5.0 out of 5 stars Great fun and fantastic fidelity. 3 Jan 2011
By atti - Published on
Format:Audio CD|Verified Purchase
I thoroughly enjoyed everything on this disc. Concerto for Jazz Band was exciting, and the phonics outstanding, even on my Sansa Clip + I kept looking around for the sound of an instrument, mistaking it for the real thing, the feeling of space was so pronounced. This is my first try with Liebermann. Looking forward to more from him. Naxos continues to shine with great sounding CDs.
3.0 out of 5 stars Mildly interesting 1 Feb 2010
By G.D. - Published on
Format:Audio CD
Rolf Liebermann (1910-1999) composed `Furioso' in 1947, and it did establish itself as something of a `hit' with several recordings to it. It is based on two contrasting tone-rows and I suppose its attraction is mainly the fact that it doesn't take itself at all too seriously. It is indeed wild and sensual, but for a peace with the title `furioso' somewhat too limpid and languid to be the scintillating outburst of energy one might have expected.

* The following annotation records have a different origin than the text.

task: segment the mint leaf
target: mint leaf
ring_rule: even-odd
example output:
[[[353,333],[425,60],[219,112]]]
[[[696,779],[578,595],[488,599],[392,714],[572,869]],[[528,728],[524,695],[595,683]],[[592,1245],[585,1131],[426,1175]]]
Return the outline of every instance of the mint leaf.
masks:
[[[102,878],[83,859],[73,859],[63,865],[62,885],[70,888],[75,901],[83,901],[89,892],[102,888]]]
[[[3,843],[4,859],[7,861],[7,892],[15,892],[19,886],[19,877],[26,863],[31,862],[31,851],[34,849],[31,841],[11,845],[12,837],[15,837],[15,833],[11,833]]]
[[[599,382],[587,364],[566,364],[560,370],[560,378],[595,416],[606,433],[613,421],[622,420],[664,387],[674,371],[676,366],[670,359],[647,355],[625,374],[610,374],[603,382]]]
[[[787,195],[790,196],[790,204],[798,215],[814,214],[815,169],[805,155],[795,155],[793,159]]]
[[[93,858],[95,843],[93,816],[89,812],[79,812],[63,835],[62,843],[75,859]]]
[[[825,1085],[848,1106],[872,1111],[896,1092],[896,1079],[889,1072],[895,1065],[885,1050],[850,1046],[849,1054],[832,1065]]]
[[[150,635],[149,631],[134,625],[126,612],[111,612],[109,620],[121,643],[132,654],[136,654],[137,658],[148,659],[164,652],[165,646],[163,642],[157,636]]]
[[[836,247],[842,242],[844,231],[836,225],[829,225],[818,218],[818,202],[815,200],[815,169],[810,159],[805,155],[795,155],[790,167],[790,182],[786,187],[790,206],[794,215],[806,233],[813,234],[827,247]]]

Throughout the disc, Liebermann's music displays a huge range of influences, melded together in what is essentially a personal take on twelve-tone technique - he does little to avoid tonal foundations and the music is sometimes even melodic and with a very welcome touch of humor. Well, not always - the Medea-Monolog is an extended operatic scena for soprano and orchestra, an unimaginative, gray work of little merit or interest whatsoever. The Geigy Festival Concerto is, well, mildly festive in a prudish way; basically it is a concerto for drums with piano based on Swiss folk tunes (and famous British and Irish tunes in the third section). I suppose it is meant as humorous and diverting, and I found it approximately as funny as an 18th century comedy (the laughs are slightly forced, in other words); rather empty, then, though by all means worth a listen.

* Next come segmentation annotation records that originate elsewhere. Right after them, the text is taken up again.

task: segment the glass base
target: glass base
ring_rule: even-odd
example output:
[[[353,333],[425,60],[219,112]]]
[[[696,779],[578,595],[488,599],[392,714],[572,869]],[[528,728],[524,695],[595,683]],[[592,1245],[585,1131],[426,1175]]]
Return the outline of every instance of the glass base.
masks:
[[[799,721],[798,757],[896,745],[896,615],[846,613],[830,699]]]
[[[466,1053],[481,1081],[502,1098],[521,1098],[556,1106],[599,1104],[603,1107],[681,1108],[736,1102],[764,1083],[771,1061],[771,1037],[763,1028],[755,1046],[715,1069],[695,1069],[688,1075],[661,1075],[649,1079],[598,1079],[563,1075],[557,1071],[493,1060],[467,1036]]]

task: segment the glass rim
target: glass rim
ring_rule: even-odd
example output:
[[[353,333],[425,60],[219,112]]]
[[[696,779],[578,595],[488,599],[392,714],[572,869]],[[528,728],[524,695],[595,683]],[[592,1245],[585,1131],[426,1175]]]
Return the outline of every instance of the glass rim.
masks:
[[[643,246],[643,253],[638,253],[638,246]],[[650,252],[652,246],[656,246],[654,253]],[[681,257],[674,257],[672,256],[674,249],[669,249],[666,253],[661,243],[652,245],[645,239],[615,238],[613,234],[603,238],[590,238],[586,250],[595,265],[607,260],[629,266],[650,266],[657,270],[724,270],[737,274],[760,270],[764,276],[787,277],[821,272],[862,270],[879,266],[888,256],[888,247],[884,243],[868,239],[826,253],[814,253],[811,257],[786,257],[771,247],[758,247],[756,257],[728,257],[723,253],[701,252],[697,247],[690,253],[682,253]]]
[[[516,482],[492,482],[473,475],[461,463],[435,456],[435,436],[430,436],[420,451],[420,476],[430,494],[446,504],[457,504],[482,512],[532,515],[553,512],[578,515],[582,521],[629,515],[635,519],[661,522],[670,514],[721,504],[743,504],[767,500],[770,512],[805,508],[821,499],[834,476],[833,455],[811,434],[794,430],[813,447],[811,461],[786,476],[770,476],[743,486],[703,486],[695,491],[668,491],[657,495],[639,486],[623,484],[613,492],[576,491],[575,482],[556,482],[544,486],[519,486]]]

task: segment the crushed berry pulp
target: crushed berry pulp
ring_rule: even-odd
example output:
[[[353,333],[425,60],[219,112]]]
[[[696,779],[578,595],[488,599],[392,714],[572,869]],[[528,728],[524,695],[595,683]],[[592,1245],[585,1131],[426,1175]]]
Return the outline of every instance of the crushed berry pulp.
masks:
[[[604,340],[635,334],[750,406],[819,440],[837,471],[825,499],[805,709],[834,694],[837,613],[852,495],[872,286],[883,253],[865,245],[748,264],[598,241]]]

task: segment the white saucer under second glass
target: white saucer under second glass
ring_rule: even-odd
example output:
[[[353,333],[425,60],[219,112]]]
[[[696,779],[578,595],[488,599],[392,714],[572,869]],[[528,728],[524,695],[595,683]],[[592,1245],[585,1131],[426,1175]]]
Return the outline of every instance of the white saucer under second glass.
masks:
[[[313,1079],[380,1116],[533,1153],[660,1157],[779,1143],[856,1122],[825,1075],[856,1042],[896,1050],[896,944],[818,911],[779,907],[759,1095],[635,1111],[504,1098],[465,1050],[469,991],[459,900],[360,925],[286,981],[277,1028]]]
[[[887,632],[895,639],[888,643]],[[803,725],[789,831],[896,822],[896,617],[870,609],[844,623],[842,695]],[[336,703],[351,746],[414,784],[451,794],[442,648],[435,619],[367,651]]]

Les Echanges is a tape piece based on the sounds of business machines (it was written for the Banking Pavilion at the 1964 Swiss National Exhibition) - but the version here is an arrangement for percussion ensemble. It is an interesting little piece, for which I would much rather have wanted to hear the original (if it exists). The concerto for Jazz Band and Symphony Orchestra is a concerto grosso and one of several of Liebermann's works trying to meld classical music and jazz, and while not very memorable, it isn't entirely unsuccessful as a musical work (I don't think it would convince a jazz enthusiast, however). In fact, he doesn't really try to meld the styles apart from in the finale, keeping the sections very much apart. Interestingly the music material is the same throughout; it is the rhythms that change from movement to movement, and the effect is, while not really anything that sticks in the mind, not entirely uninteresting either.

The performances are generally good, without being scintillating. More power and brilliance could be imagined, especially in the Furioso. If one contribution stands out, it must be Rachel Tovey's soprano solos in the Medea Monolog; unfortunately it is not enough to make me want to return to that piece. Sound quality is fair throughout. In the end, this is a modestly interesting release from Naxos, and I am grateful that they do delve into this kind of repertoire. Still, I cannot say that the one at hand is an unqualified success.